Rhee and Klein have affected large improvements in public education in their cities, by introducing more accountability, incentives, and competition into what has largely developed into a web of special interests that’s tying America’s children up in failure. Countering claims that poverty is at the root of America’s educational failure, and challenging traditional proposals of more money, better curriculum, and smaller class sizes as ineffectual by themselves, Joel Klein sought to transform the NYC education system by cutting some of the political web that’s entangling our prospects of educational success:

We empowered principals, giving them new authority over budgets, hiring and other programs. In return, we held them accountable for student outcomes, rewarding them for success or removing them and closing their schools for poor performance. To attract and retain strong teachers, we raised salaries substantially and paid more to our best teachers who agreed to transfer to low-performing schools. We also increased choices for families by replacing almost 100 failing schools with about 500 new, small schools designed with community and charter management groups. Multiple studies showed that these new choices yielded significantly better results. Competition works.


Changing the system wasn’t easy. The people with the loudest and best-funded voices are committed to maintaining a status quo that protects their needs even if it doesn’t work for children. They want to keep their jobs by preserving a guaranteed customer base (a fixed number of students), regardless of performance.
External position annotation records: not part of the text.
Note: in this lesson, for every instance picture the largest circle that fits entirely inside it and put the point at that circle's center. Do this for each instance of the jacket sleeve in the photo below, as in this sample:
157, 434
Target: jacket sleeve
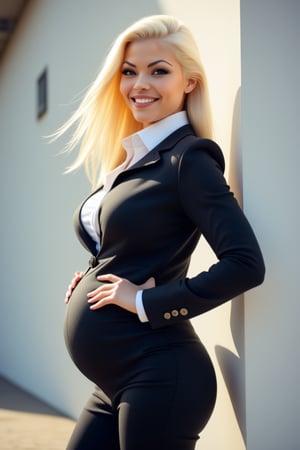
209, 204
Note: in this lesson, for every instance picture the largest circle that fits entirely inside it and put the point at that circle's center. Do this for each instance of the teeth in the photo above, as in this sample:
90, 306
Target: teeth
144, 100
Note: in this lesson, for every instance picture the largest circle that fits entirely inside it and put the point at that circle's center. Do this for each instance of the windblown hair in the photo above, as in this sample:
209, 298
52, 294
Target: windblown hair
103, 119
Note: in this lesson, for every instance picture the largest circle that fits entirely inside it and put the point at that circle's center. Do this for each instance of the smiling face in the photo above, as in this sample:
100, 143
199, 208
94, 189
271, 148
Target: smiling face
153, 84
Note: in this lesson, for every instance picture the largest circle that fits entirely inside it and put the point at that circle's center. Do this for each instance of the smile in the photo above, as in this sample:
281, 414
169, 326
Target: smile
144, 100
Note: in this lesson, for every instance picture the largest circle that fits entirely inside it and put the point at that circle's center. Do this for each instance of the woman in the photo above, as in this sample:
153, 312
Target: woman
158, 185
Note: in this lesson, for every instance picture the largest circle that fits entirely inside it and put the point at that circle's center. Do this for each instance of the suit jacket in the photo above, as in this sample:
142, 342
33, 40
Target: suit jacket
151, 221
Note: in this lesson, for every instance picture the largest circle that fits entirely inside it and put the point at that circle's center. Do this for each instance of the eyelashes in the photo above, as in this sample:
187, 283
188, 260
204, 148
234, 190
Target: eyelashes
159, 71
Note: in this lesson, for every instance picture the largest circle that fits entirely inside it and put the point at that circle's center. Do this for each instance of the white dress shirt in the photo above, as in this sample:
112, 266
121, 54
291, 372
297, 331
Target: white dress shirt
136, 146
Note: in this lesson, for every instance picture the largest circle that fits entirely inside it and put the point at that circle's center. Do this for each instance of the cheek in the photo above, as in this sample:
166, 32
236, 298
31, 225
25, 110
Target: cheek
124, 88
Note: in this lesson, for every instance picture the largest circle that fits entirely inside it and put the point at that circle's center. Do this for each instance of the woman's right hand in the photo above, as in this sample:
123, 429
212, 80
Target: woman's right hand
72, 285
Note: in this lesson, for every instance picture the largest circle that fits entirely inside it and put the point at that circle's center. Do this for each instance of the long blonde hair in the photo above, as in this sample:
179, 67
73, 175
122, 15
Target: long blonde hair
103, 119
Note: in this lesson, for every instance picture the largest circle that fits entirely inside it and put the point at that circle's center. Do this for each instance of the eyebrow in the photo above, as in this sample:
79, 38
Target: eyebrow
151, 64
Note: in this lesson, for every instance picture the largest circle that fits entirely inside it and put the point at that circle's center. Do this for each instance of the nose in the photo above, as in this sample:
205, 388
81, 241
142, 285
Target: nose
142, 81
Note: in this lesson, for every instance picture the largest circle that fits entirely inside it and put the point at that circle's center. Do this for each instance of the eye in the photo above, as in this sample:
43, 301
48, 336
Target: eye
160, 71
128, 72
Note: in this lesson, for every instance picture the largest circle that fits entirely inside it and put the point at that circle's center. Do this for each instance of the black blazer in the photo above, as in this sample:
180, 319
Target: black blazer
151, 221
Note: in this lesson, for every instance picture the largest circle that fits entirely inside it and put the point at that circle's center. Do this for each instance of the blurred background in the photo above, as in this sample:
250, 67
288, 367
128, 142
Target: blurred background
50, 50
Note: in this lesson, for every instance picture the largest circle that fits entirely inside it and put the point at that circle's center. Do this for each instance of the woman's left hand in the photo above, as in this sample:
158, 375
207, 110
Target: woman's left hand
117, 291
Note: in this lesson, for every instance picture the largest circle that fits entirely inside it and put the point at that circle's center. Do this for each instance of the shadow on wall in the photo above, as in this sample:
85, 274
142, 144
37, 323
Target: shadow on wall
232, 365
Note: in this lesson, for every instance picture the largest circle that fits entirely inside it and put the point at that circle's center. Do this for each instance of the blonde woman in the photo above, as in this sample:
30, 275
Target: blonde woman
157, 178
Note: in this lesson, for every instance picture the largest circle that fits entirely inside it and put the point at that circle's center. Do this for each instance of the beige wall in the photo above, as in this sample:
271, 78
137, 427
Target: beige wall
257, 371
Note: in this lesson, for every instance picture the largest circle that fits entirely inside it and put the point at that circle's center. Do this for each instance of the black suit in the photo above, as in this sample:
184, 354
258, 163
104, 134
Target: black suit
150, 222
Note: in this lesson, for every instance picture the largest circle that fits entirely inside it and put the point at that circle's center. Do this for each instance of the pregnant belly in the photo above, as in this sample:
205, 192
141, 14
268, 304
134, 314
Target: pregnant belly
103, 342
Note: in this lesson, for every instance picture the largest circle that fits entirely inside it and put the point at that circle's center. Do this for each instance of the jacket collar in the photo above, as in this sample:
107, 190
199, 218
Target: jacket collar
154, 155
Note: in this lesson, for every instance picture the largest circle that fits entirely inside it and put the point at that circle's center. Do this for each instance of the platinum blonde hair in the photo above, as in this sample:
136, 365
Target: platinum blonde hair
103, 119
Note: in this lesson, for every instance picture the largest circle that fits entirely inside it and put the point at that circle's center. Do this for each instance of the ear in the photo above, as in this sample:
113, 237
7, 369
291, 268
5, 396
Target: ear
190, 86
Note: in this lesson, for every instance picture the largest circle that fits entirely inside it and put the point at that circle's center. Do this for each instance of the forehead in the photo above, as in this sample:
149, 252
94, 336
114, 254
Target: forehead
149, 49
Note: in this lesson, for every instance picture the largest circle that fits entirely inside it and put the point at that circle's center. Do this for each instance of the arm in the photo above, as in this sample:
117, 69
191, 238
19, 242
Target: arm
210, 205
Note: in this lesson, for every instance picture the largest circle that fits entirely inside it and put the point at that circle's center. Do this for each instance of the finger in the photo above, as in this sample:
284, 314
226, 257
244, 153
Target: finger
109, 277
103, 290
150, 283
100, 304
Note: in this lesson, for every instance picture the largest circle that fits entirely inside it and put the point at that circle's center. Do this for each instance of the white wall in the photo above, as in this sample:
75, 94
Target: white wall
271, 162
216, 26
39, 249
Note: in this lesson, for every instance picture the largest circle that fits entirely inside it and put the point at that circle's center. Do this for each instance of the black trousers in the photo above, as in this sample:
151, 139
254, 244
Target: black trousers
156, 388
165, 408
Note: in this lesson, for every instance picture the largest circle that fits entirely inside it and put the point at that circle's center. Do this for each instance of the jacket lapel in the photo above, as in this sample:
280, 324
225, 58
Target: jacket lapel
154, 155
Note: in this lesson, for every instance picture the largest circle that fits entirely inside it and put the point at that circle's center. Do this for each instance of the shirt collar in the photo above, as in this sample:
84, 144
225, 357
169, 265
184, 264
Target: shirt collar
157, 132
148, 138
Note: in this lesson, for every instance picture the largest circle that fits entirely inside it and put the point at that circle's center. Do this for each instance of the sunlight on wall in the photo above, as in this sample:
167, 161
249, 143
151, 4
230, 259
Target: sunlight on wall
216, 27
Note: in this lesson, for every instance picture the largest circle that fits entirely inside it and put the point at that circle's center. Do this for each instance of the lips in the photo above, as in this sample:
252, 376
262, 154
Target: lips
143, 101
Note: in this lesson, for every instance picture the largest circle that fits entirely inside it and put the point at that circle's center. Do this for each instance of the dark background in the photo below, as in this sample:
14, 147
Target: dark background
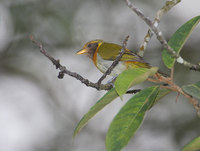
38, 112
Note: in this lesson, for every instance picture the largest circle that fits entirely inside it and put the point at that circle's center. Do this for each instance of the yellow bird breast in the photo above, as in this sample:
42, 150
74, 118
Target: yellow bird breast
103, 65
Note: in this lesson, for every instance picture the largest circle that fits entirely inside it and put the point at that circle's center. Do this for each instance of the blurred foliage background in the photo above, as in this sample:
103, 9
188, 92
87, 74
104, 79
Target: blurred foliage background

We have to rid the system of this self-serving approach. We must stop protecting ineffective teachers and stop basing layoffs on a last-in/first-out rule. With federal stimulus dollars running out, budgets are only going to get tighter and layoffs will be necessary. When that happens, do we really want to lose the talented and energetic new teachers we have hired in the last few years?

As we ponder what to expect from his successor, Cathleen Black, who, similar to Michelle Rhee and Joel Klein has relatively little, or no discernible, experience in education, we should keep in mind that the biggest obstacle to better educational performance is not lack of experience, but the power of the political web to tie education down to mediocrity. In the long term, our best bet is on school choice, which institutionalizes incentives and competition, regardless of the political leader at the time.